We aren’t bent on scrapping. I guess we didn’t realize what we had at first. It was quite a mess. We just knew we had to start somewhere. But, after digging through a lot of it it starting becoming pretty clear it was mostly complete. We would prefer someone to use them than melt them down. The link to Flicker pics is http://www.flickr.com/photos/90683279@N06/

Those “Brass Letters” are more than likely the casting matrices for either the Ludlow (cabinet shown) or the Linotype machine.

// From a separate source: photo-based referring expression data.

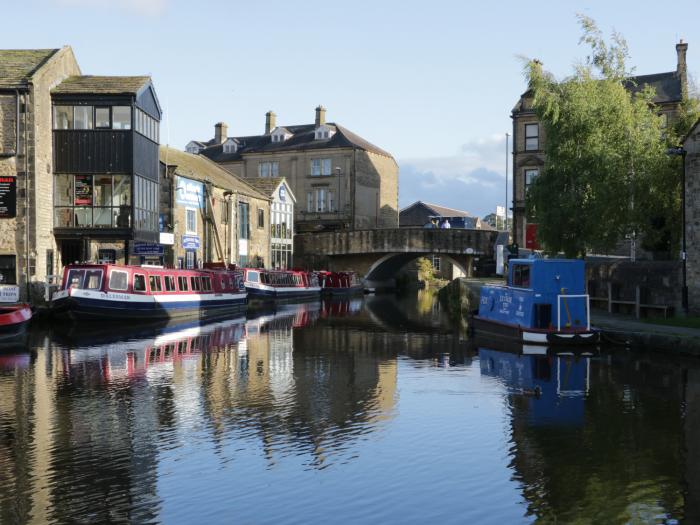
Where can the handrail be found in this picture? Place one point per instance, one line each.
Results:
(574, 296)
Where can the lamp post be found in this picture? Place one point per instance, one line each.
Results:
(681, 152)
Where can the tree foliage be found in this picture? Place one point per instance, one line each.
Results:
(607, 172)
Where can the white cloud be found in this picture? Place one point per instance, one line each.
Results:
(143, 7)
(473, 179)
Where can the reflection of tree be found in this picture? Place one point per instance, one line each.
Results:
(623, 462)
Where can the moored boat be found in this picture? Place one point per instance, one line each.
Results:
(278, 284)
(543, 302)
(339, 283)
(112, 291)
(14, 319)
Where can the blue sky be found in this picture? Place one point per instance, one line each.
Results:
(431, 82)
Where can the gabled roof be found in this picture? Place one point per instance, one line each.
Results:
(200, 168)
(303, 138)
(101, 85)
(17, 66)
(269, 185)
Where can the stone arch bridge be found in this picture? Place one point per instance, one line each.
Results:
(379, 254)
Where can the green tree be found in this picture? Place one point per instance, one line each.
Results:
(607, 173)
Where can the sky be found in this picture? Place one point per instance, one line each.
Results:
(433, 83)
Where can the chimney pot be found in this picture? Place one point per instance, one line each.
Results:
(320, 116)
(270, 122)
(220, 132)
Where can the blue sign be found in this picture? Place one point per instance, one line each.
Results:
(145, 248)
(189, 192)
(190, 242)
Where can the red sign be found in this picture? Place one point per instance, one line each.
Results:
(531, 237)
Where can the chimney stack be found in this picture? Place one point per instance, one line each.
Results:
(682, 68)
(220, 132)
(270, 122)
(320, 116)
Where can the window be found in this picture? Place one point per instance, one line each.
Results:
(8, 269)
(191, 220)
(532, 134)
(118, 280)
(320, 167)
(102, 118)
(269, 169)
(530, 175)
(139, 282)
(243, 220)
(121, 117)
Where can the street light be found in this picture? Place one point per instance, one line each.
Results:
(680, 152)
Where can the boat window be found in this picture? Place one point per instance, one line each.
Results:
(155, 283)
(93, 279)
(521, 275)
(139, 282)
(118, 280)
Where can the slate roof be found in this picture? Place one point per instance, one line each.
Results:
(101, 85)
(200, 168)
(303, 138)
(17, 66)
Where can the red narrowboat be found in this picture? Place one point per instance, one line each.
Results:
(112, 291)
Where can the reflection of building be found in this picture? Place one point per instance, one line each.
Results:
(211, 214)
(341, 180)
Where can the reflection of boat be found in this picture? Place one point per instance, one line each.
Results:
(109, 291)
(276, 284)
(544, 302)
(13, 321)
(339, 283)
(554, 384)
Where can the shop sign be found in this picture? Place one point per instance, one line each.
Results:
(190, 242)
(146, 248)
(8, 197)
(9, 294)
(189, 192)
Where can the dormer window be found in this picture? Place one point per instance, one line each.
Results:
(230, 146)
(323, 132)
(280, 135)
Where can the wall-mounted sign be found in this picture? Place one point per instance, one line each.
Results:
(8, 197)
(190, 242)
(189, 192)
(146, 248)
(83, 190)
(9, 294)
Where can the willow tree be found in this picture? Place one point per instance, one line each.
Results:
(607, 173)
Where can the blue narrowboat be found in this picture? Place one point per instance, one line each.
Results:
(543, 302)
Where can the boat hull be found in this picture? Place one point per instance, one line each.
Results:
(531, 336)
(94, 305)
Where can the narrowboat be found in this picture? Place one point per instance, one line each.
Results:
(279, 284)
(112, 291)
(13, 321)
(339, 283)
(543, 302)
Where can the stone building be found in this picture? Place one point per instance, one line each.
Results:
(281, 219)
(341, 180)
(27, 245)
(210, 214)
(529, 140)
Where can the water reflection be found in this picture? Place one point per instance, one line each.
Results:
(348, 409)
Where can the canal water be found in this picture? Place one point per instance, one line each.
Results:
(370, 410)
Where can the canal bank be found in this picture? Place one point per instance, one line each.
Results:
(462, 295)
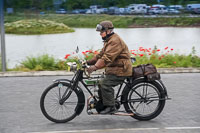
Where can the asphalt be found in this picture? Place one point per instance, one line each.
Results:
(65, 73)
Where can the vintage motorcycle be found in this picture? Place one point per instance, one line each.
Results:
(63, 100)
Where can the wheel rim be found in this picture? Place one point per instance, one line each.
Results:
(147, 105)
(57, 111)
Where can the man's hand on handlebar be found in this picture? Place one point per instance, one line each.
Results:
(91, 69)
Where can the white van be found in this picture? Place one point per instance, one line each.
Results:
(191, 7)
(138, 8)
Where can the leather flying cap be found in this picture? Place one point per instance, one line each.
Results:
(104, 26)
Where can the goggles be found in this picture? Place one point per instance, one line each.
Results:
(100, 28)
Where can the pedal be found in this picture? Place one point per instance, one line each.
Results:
(118, 113)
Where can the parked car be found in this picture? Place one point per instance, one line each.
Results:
(196, 11)
(153, 11)
(61, 11)
(173, 11)
(138, 8)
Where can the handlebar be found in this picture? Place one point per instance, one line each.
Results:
(83, 65)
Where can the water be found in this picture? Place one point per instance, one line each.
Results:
(18, 47)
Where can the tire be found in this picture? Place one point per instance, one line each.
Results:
(52, 109)
(152, 94)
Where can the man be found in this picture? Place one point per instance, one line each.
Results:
(115, 57)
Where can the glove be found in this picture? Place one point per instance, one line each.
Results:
(91, 69)
(92, 61)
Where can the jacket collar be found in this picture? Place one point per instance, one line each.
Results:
(108, 37)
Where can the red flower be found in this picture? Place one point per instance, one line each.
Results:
(67, 55)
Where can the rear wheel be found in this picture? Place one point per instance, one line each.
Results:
(52, 107)
(144, 99)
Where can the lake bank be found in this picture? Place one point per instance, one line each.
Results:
(18, 47)
(90, 21)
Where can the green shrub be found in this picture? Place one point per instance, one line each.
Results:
(34, 26)
(40, 63)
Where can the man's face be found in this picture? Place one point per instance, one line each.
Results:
(103, 33)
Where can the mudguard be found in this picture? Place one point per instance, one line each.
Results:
(79, 92)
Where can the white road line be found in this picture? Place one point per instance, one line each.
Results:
(99, 130)
(180, 128)
(120, 129)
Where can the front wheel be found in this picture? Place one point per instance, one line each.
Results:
(57, 110)
(144, 99)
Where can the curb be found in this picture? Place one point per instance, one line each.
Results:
(65, 73)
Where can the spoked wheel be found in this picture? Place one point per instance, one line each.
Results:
(54, 108)
(145, 100)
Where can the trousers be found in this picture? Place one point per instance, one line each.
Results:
(106, 88)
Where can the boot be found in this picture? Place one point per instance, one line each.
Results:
(109, 110)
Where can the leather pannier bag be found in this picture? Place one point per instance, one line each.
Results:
(148, 71)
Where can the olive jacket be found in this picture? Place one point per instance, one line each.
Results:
(116, 56)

They are actually very much sought after, and would be of value to many people who own these machines.

I think many operators would not be mindful of paying scrap rate for the mats, and picking the various fonts apart, while tedious, is not impossible.

Also seen in the pictures was the base for a Rouse Vertical Miterer, a couple Addressograph machines (that come with thousands of plates).

If you can contact an established letterpress printer who deals with hot metal typesetting (vs photopolymer) they can give you a good idea of what you have, at which point you can advertise and determine what the market is or isn’t—at which point scrapping could be considered.

BTW, that “lead” is typemetal alloy and is worth much more than most scrapyards will offer. In short lots (50 lbs) on Ebay, it tends to pull $1.00 lb +. A lesser price, but better than the scrapyards, would be useful to operators of Linotypes and Ludlows out there.

Best of luck in finding homes for these items, especially that big Miehle flatbed.
mebody local caaeC

I live in Eastern Ohio and have a vintage print shop museum In Burton, Ohio. I am retired and have over fifty years of letterpress. I would sure like to come to see your
equipment. I may buy or could advise. Duke Sr
440-669-2384

You’ve got some very nice equipment there! I believe your Intertype machine (which was a clone of the famous Linotype) is of the “mix-master” style with the auxiliary short magazines off to the right of the main magazines. This would make it a bit rarer than other styles of machine. The hand-crank Vandercook is likely to be quite sell-able as those kinds of press are very popular with art printers these days. You would do well to contact Fritz Klinke at NA Graphics (www.nagraph.com) for details on it as he owns the rights to the Vandercook name and archive and has all their old sales records and files and such. Someone will quite likely be interested in the Heidelberg Original platen press. They’re quite popular with jobbing letterpress printers. The Miehle beast will be a bit harder to find a buyer for if for no other reason than it’s size, but hopefully someone will take it and restore it as they’re not very common any more. It would be a terrible waste to see it scrapped. The typecases (the drawers type is stored in) and their cabinets will be pretty easy to sell. Other people you might want to contact are Don Black Linecasting (www.donblack.ca) about the Intertype machine, Dave Seat of Hot Metal Services (www.hotmetalservices.com) about the Ludlow machine you’ve got there, and the folks at Bindery Tools (www.binderytools.com) and Boggs Graphics Equipment (www.boggsgraphics.com) and Wired Bids (www.wiredbids.com) about the rest of the equipment. I hope you find good homes for everything. Thanks for being willing to take the time and effort to do this rather than calling the scrappers and calling it a day.

Thank you! All members have been most helpful, sharing lots of ideas. Our heads are swimming learning about all this stuff! We will get more pictures made and some more general cleaning done to make sure we can get everything as complete as possible. Visitors and ideas are always welcome!

There are some of the equipment I would love to purchase.

What has happened with the print shop? Did you find someone to take it? I saw your ad right before Christmas, but have been too busy with the holidays to contact you, and now the ad is gone.